This Interactive Chart Shows Which Foods Pair Best Scientifically

This Interactive Chart Shows Which Foods Pair Best Scientifically

If you’ve ever wondered why orange-flavoured coffee exists, or why chefs combine chocolate and blue cheese, this fun flavour map is for you. It shows you how many foods and drinks have shared flavour compounds.

Scientific American explains:

Science-minded chefs have gone so far as to suggest that seemingly incongruous ingredients — chocolate and blue cheese, for example — will taste great together as long as they have enough flavour compounds in common. Scientists recently put this hypothesis to the test by creating a flavour map, a variant of which we have reproduced here. Lines connect foods that have components in common; thick lines mean many components are shared. By comparing the flavour network with various recipe databases, the researchers conclude that chefs do tend to pair ingredients with shared flavour compounds — but only in Western cuisine. Dishes from a database of recipes from East Asia tend to combine ingredients with few overlapping flavours.

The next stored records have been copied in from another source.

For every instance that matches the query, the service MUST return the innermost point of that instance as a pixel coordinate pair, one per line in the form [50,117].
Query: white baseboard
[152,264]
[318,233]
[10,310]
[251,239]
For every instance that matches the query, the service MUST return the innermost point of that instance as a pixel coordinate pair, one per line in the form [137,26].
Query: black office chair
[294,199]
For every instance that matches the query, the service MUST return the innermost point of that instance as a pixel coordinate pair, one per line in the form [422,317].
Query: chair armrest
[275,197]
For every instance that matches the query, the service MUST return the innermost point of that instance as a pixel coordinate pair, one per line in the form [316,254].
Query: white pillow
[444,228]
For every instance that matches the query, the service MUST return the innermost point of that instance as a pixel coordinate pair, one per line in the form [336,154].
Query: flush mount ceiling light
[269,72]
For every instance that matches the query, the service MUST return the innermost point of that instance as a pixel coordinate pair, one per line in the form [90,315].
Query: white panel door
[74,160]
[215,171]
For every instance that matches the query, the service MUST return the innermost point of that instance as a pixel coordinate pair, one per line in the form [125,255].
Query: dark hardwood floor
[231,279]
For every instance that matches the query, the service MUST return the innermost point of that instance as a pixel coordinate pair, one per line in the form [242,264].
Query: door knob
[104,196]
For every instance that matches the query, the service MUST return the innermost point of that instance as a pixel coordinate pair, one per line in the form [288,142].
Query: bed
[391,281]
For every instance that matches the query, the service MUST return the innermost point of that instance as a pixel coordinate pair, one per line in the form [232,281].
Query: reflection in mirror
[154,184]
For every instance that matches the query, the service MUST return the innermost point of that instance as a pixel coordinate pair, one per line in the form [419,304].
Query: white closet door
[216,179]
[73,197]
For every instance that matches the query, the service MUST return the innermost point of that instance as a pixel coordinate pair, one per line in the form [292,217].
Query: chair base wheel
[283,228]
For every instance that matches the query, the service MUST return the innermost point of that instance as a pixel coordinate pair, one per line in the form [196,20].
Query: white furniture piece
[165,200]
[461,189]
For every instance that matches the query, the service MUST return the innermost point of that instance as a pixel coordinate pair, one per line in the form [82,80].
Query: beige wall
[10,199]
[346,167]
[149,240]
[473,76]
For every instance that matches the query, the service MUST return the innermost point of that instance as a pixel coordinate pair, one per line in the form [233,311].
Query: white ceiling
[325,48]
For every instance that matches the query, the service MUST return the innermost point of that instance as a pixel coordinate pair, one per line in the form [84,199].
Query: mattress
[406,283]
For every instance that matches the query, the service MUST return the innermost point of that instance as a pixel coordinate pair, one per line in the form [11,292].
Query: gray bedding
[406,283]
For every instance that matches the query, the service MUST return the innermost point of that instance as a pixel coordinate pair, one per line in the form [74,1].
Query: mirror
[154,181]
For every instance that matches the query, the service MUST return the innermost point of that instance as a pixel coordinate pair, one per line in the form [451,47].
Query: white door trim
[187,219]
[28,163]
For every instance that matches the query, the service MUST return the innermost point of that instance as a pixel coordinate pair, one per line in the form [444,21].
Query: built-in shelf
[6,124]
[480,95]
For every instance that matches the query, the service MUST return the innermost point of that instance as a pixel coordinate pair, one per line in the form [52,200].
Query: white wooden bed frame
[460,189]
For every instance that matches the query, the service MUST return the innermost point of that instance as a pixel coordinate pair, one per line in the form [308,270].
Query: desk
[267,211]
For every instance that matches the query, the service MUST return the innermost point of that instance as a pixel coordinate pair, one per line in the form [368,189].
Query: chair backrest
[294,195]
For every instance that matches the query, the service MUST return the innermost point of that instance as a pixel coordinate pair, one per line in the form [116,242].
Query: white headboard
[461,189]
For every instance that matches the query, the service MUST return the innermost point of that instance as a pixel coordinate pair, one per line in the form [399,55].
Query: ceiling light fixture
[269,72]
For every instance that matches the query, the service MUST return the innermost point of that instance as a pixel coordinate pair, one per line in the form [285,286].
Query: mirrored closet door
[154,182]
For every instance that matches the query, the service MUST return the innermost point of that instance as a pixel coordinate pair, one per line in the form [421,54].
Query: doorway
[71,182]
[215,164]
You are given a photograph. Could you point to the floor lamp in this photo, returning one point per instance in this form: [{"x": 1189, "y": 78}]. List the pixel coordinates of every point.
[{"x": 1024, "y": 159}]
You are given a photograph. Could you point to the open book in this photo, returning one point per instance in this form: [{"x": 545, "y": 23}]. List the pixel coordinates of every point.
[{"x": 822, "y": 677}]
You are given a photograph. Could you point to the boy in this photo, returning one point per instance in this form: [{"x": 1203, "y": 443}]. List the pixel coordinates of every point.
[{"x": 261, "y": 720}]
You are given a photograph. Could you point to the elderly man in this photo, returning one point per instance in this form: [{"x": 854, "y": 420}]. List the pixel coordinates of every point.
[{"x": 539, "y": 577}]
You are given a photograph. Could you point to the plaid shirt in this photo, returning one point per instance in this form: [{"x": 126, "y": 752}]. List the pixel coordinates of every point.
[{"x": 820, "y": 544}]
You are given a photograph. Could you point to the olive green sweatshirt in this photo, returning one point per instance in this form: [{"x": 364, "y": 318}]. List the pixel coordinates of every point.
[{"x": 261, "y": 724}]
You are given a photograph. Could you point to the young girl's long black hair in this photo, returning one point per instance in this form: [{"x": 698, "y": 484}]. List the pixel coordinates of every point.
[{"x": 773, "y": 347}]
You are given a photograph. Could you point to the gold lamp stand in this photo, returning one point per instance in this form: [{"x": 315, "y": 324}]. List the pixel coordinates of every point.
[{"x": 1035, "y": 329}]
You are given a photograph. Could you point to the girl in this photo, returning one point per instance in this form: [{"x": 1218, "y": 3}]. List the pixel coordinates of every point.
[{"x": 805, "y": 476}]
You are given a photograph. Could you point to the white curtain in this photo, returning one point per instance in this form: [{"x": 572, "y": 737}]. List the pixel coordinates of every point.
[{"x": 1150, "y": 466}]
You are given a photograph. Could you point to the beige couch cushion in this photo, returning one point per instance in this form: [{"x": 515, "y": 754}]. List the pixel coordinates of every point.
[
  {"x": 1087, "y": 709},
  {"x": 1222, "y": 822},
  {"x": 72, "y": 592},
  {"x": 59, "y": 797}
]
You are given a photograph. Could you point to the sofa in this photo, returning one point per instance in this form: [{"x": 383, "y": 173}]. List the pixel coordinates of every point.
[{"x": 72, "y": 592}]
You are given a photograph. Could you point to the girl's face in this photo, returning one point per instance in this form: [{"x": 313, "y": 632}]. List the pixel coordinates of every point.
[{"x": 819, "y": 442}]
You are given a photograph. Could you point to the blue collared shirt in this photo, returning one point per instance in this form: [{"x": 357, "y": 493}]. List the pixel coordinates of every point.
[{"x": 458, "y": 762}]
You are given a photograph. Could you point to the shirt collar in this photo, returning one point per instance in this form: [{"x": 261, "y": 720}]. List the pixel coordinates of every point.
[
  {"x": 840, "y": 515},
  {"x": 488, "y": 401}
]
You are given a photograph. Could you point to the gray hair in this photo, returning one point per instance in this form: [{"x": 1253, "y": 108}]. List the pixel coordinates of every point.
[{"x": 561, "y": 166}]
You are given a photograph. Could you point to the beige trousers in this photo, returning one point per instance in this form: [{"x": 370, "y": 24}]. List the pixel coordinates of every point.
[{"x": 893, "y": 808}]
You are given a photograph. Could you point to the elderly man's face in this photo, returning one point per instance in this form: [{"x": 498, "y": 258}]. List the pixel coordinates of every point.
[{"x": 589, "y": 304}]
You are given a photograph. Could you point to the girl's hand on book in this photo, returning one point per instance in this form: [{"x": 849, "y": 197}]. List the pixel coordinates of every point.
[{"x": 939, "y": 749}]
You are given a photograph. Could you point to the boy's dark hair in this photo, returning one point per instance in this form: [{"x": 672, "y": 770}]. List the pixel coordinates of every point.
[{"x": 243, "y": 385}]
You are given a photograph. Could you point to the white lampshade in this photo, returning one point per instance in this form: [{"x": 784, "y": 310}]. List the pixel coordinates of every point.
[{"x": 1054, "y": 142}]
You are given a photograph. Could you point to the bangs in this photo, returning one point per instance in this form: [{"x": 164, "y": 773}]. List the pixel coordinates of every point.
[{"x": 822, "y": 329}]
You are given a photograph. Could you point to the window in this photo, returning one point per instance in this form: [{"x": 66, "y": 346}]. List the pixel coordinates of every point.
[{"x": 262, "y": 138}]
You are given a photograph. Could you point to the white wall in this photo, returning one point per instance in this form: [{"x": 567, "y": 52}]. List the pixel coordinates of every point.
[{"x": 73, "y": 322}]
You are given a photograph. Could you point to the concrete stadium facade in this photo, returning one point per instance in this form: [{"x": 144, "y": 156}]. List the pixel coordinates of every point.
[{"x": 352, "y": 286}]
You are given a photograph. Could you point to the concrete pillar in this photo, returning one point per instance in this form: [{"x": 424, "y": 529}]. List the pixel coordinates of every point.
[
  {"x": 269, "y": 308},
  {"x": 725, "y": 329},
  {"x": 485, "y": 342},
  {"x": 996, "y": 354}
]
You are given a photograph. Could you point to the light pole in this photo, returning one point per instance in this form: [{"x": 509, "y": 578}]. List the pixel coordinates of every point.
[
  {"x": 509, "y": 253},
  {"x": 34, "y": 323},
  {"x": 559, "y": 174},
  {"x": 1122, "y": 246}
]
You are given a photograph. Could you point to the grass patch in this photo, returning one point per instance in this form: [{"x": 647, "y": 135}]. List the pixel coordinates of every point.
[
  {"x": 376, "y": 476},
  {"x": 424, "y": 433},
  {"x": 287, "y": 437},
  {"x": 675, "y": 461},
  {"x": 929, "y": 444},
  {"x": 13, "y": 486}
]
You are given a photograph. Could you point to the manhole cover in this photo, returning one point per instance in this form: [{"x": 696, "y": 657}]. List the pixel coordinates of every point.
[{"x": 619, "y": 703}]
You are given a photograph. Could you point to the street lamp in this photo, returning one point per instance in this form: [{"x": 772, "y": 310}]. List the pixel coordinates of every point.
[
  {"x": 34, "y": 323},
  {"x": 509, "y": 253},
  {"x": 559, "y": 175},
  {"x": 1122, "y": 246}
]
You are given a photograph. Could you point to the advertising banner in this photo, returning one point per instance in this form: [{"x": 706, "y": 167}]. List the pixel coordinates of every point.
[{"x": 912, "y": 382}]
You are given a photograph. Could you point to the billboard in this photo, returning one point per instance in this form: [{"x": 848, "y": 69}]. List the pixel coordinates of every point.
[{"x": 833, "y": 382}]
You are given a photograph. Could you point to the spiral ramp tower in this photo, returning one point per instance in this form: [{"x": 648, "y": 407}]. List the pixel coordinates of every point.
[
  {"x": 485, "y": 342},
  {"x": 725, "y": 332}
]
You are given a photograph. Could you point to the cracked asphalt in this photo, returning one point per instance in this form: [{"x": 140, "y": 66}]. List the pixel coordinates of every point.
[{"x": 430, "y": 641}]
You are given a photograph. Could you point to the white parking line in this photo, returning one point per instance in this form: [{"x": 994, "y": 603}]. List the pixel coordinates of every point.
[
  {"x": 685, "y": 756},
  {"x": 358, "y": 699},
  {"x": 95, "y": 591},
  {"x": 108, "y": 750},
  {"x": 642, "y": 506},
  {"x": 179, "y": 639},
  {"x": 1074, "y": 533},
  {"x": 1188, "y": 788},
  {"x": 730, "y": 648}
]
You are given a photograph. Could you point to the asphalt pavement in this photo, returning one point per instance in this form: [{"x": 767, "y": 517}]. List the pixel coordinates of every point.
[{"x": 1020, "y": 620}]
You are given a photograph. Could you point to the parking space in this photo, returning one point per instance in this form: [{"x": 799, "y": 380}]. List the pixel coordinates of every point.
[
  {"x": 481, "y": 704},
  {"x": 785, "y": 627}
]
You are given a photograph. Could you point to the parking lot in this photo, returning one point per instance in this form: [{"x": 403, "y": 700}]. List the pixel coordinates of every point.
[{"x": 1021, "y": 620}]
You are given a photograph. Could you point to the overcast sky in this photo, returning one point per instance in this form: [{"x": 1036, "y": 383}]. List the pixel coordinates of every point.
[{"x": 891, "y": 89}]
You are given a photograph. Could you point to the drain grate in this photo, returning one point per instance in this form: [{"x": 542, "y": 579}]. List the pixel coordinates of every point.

To read the chart, click on the food dot. The bigger the dot, the more popular the food is (according to a global database of 56,498 recipes). Lines that connect two dots show they have at least one flavour compound in common; the thicker the line, the more flavour compounds they share. Red lines connect foods in different categories.

It’s similar to previously mentioned Foodpairing, but it’s another way of discovering flavour connections.